Predicting the genetic component of gene expression using gene regulatory networks
Journal:
arXiv
Published Date:
Aug 16, 2024
Abstract
Gene expression prediction plays a vital role in transcriptome-wide
association studies (TWAS), which seek to establish associations between tissue
gene expression and complex traits. Traditional models rely on genetic variants
in close genomic proximity to the gene of interest to predict the genetic
component of gene expression. In this study, we propose a novel approach
incorporating distal genetic variants acting through gene regulatory networks
(GRNs) into gene expression prediction models, in line with the omnigenic model
of complex trait inheritance. Using causal and coexpression GRNs reconstructed
from genomic and transcriptomic data and modeling the data as a Bayesian
network jointly over genetic variants and genes, inference of gene expression
from observed genotypic data is achieved through a two-step process. Initially,
the expression level of each gene in the network is predicted using its local
genetic variants. The residuals, calculated as the differences between the
observed and predicted expression levels, are then modeled using the genotype
information of parent and/or grandparent nodes in the GRN. The final predicted
expression level of the gene is obtained by summing the predictions from the
local variants model and the residual model, effectively incorporating both
local and distal genetic influences.

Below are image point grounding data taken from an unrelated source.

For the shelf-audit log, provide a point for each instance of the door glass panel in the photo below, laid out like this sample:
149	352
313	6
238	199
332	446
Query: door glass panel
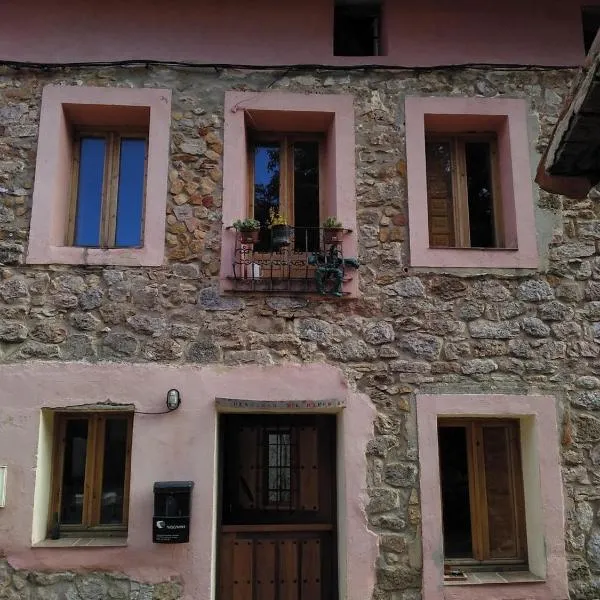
454	475
73	478
480	194
267	170
438	156
279	468
113	473
500	493
306	195
130	195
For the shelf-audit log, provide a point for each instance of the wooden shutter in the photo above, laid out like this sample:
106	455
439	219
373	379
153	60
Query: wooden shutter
309	468
311	569
438	155
502	490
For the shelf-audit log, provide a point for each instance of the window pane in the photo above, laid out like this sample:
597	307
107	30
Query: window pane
500	493
89	191
306	195
480	194
130	197
113	475
438	157
454	476
73	477
267	168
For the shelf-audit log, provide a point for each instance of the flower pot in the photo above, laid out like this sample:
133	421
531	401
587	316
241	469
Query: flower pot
333	235
249	236
280	236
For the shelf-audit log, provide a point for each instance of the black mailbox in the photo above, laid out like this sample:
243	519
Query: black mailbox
172	510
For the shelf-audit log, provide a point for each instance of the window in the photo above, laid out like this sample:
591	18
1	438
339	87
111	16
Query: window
90	476
292	153
463	191
482	492
470	195
590	20
356	29
285	173
491	496
101	175
108	189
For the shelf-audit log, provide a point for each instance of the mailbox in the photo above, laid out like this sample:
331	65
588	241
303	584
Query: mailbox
172	511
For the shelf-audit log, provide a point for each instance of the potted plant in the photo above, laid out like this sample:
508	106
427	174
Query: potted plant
333	231
248	229
280	230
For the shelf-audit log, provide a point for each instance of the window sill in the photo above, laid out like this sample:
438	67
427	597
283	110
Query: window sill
493	577
70	542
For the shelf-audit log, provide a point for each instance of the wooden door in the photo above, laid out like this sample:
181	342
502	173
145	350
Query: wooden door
277	532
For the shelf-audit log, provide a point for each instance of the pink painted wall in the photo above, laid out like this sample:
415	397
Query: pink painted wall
179	445
424	33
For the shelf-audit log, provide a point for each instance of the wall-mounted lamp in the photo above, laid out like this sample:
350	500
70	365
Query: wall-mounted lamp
173	399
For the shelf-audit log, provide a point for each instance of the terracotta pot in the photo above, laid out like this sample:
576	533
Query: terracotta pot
249	236
333	235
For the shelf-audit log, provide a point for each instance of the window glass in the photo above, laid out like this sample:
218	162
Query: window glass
306	195
480	194
113	476
90	183
356	29
456	506
267	169
130	195
73	477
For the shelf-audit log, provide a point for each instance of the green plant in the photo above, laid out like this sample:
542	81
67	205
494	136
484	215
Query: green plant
276	218
246	224
332	223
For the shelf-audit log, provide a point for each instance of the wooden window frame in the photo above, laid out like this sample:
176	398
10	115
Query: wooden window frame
460	198
93	473
110	184
286	174
477	493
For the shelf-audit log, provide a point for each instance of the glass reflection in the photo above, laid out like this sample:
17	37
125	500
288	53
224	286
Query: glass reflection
113	473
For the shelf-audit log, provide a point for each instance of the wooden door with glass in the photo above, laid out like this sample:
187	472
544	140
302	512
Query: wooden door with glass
277	527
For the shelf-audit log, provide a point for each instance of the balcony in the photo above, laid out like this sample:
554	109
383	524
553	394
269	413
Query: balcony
300	260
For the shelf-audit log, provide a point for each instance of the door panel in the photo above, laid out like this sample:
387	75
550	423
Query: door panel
277	537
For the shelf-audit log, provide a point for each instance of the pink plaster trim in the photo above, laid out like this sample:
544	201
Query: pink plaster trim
178	445
506	116
63	106
424	33
332	114
543	411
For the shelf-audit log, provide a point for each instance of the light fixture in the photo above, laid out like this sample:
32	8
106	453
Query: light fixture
173	399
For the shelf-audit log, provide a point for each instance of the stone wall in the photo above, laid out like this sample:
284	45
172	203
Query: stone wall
410	331
38	585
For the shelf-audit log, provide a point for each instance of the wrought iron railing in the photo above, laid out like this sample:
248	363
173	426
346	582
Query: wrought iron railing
294	259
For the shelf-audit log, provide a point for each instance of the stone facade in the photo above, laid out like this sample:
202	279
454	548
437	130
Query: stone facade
26	585
410	331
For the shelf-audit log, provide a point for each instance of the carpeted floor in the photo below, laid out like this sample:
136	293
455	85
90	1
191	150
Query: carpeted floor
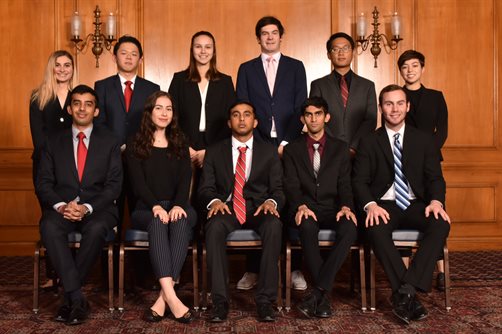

Using various regularized regression
techniques for parameter estimation, we found that GRN-based gene expression
prediction outperformed the traditional local-variant approach on simulated
data from the DREAM5 Systems Genetics Challenge and real data from the Geuvadis
study and an eQTL mapping study in yeast. This study provides important
insights into the challenge of gene expression prediction for TWAS. It
reaffirms the importance of GRNs for understanding the genetic effects on gene
expression and complex traits more generally.